= Thomas Frewen (physician) =

English physician

Thomas Frewen, M.D. (1704–1791), was an English physician.

==Career and works==
He practised as a surgeon and apothecary at Rye, Sussex, and afterwards as a physician at Lewes, having obtained the M.D. degree previous to 1755. He became known as one of the first in England to adopt the practice of inoculation against smallpox. In his essay on The Practice and Theory of Inoculation he narrates his experience in three hundred and fifty cases, only one having died by the smallpox so induced. The common sort of people, he says, were averse to inoculation, and "disputed about the lawfulness of propagating diseases"—the very ground on which smallpox inoculation (variolation) was made illegal in 1840. "The more refined studies of our speculative adepts in philosophy", he says, "have let them into the secret that the small-pox and many other diseases are propagated by means of animalcula hatched from eggs lodged in the hairs, pores, &c. of human bodies".

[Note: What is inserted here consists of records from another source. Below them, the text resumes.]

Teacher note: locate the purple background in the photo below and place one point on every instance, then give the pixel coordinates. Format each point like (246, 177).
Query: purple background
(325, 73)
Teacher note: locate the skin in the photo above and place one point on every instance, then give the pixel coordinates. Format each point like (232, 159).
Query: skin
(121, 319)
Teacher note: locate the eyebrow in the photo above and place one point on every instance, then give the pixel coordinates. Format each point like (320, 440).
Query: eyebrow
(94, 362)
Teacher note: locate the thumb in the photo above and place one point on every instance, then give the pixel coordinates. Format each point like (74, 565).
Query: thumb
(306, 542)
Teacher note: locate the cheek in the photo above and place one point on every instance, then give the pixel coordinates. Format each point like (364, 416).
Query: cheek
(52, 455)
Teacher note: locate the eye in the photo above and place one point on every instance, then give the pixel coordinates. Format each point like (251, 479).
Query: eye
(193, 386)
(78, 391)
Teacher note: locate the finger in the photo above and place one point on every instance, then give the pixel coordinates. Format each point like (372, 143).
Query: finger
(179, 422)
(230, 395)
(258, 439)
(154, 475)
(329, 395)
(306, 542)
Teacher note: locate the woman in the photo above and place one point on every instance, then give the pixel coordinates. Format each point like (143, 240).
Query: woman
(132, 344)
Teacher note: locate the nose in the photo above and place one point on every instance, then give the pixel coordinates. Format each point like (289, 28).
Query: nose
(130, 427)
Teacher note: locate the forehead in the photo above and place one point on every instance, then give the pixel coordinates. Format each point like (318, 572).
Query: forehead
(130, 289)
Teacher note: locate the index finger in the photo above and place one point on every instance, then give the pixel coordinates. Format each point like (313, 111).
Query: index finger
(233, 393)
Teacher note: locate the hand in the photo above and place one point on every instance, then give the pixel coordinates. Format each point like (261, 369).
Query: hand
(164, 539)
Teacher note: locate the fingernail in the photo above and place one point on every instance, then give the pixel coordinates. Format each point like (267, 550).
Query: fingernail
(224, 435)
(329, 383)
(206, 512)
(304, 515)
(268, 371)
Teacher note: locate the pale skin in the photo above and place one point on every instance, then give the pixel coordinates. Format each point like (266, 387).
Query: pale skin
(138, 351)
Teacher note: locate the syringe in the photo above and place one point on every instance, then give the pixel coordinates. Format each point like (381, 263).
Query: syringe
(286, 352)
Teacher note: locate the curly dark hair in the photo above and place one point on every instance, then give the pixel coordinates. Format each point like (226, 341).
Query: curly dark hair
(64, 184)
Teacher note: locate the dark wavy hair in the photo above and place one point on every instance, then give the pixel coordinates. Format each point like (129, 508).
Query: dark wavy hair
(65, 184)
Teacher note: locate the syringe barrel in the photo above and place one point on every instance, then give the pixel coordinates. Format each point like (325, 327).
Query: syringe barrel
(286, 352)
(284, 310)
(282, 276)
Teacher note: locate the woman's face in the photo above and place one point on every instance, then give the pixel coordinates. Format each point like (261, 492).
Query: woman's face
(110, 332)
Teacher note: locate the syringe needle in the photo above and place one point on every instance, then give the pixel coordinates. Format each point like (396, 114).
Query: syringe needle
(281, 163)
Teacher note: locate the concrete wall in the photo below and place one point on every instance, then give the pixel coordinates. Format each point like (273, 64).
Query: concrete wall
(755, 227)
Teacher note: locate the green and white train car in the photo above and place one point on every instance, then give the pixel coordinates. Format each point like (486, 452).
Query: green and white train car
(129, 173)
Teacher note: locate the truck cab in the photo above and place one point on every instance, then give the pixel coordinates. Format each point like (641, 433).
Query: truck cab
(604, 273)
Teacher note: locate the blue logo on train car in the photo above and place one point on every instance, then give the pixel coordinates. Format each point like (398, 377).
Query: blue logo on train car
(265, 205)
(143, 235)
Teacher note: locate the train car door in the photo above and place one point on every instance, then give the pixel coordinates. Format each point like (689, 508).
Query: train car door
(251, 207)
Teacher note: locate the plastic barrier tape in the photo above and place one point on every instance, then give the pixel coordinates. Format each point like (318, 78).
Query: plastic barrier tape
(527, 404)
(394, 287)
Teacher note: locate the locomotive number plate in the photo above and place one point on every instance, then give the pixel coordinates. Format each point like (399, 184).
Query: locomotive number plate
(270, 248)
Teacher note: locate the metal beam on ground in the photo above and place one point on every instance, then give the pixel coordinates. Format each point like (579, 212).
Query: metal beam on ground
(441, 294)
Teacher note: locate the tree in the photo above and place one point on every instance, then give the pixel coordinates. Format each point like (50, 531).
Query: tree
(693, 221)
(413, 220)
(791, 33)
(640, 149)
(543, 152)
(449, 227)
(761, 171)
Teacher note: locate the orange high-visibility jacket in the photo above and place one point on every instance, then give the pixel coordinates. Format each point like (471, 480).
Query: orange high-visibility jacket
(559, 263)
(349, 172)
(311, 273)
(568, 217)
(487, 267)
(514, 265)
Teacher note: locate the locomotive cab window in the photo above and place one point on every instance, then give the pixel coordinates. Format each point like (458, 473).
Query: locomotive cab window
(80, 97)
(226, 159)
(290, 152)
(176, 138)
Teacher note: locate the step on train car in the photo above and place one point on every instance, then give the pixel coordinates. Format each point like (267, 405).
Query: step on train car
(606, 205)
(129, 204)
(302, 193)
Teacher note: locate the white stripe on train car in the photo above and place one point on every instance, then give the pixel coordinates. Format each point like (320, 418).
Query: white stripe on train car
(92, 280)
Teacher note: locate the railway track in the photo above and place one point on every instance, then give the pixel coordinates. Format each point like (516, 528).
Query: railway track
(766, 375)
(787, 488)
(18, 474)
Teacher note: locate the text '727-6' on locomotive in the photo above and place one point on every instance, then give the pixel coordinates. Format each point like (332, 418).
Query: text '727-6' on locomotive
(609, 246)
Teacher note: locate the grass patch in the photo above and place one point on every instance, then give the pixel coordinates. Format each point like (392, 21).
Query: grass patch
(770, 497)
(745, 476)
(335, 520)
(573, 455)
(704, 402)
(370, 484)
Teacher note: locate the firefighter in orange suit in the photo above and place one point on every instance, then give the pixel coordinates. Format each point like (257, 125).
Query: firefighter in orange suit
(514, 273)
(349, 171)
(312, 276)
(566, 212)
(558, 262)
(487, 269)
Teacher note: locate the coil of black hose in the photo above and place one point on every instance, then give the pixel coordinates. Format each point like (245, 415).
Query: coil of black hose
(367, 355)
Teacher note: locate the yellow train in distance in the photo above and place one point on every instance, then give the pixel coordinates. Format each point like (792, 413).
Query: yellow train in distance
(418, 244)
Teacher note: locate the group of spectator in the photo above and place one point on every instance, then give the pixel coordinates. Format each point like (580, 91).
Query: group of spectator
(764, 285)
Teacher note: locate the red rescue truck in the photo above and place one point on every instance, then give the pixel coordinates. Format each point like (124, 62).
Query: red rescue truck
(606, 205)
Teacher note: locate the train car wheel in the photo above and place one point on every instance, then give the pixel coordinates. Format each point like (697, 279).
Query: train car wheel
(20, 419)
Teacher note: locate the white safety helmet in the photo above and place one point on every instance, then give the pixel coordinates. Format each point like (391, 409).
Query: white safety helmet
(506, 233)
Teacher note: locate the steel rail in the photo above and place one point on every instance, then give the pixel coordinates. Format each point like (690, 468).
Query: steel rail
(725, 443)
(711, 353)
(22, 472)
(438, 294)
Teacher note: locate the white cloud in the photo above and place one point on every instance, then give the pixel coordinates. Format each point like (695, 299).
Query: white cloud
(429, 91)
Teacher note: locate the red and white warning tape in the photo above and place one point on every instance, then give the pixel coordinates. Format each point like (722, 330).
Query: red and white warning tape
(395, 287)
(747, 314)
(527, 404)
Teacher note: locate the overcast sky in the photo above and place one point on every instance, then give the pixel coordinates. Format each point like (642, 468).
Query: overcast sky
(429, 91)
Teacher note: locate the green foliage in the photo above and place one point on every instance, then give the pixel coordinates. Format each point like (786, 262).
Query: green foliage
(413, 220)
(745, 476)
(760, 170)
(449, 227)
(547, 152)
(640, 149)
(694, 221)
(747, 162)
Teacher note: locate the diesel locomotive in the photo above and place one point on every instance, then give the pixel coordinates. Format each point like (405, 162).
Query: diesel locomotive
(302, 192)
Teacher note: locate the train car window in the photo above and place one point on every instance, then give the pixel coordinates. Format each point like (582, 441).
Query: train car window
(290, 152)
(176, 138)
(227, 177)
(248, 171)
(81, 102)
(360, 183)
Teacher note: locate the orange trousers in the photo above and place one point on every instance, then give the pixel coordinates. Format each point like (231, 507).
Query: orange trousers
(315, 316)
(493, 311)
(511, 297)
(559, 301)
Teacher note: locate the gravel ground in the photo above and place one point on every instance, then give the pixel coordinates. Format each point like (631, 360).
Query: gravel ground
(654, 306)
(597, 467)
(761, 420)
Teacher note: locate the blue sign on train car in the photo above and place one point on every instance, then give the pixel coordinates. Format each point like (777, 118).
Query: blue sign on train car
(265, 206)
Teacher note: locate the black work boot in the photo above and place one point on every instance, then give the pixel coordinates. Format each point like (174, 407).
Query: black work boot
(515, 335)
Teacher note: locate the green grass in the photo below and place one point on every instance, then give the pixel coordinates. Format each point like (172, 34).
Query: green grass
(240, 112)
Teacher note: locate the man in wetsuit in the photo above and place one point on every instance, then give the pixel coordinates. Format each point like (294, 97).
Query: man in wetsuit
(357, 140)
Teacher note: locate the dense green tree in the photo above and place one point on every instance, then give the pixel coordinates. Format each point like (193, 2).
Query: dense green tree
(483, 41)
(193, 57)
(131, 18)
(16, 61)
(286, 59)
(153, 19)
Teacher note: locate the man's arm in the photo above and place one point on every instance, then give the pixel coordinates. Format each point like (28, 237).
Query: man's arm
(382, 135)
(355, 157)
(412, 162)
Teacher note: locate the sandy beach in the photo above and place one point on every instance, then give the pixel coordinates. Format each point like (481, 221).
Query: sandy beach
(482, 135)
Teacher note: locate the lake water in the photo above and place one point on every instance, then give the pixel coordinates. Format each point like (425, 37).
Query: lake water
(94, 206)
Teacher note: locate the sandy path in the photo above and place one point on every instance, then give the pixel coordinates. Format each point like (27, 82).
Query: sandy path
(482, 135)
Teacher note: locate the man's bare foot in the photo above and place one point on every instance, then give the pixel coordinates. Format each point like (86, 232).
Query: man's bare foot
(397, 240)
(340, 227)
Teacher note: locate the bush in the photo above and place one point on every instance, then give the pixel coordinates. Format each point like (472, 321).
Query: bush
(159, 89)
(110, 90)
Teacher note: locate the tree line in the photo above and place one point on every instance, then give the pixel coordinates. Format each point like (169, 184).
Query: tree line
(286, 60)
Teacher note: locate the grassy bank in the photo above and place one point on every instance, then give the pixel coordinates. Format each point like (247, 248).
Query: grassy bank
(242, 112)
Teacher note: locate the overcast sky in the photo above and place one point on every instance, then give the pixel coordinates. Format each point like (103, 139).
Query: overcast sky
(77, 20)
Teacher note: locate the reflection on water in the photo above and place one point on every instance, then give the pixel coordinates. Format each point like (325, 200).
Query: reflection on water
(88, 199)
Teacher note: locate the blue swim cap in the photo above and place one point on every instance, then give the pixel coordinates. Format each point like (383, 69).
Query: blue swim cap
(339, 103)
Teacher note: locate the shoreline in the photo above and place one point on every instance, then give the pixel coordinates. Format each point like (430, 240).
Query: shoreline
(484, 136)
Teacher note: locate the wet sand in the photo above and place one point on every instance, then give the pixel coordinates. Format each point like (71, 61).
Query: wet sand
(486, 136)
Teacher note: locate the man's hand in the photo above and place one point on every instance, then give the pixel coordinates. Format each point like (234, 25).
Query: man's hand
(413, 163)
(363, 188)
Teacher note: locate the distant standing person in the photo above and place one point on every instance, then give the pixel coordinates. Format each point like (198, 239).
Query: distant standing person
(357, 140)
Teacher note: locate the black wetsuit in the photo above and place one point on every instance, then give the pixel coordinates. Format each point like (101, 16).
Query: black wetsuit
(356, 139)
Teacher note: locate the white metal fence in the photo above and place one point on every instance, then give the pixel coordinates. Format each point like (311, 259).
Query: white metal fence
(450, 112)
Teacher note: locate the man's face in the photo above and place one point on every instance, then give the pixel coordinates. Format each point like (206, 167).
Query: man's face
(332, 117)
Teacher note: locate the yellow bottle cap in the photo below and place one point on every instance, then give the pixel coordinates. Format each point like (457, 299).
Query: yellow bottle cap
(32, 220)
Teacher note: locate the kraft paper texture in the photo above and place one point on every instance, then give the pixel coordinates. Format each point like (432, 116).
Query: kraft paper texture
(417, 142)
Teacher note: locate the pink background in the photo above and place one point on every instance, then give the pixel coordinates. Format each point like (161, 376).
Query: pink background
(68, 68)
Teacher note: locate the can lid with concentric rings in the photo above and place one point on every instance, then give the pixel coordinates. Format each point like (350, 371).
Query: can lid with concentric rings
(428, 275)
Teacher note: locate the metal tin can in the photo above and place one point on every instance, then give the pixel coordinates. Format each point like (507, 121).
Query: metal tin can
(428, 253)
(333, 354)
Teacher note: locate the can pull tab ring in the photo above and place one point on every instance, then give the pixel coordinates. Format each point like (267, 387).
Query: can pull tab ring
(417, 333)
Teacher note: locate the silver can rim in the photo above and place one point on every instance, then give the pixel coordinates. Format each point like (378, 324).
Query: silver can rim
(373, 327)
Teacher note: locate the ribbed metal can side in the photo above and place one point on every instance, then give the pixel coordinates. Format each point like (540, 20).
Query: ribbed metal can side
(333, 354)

In the year of 1759, he published another short essay on smallpox, Reasons against an opinion that a person infected with the Small-pox may be cured by Antidote without incurring the Distemper. The opinion was that of Boerhaave, Cheyne, and others, that the development of smallpox after exposure to infection could be checked by a timely use of the æthiops mineral. Frewen's argument was that many persons ordinarily escape smallpox "who had been supposed to be in the greatest danger of taking it", and that the æthiops mineral was irrelevant. His other work, Physiologia (Lond. 1780), is a considerable treatise applying the doctrines of Boerhaave to some diseases. One of his principles is: "Wherever nature has fixed a pleasure, we may take it for granted she there enjoins a duty; and something is to be done either for the individual or for the species".

He died at Northiam in Sussex, on 14 June 1791, aged 86.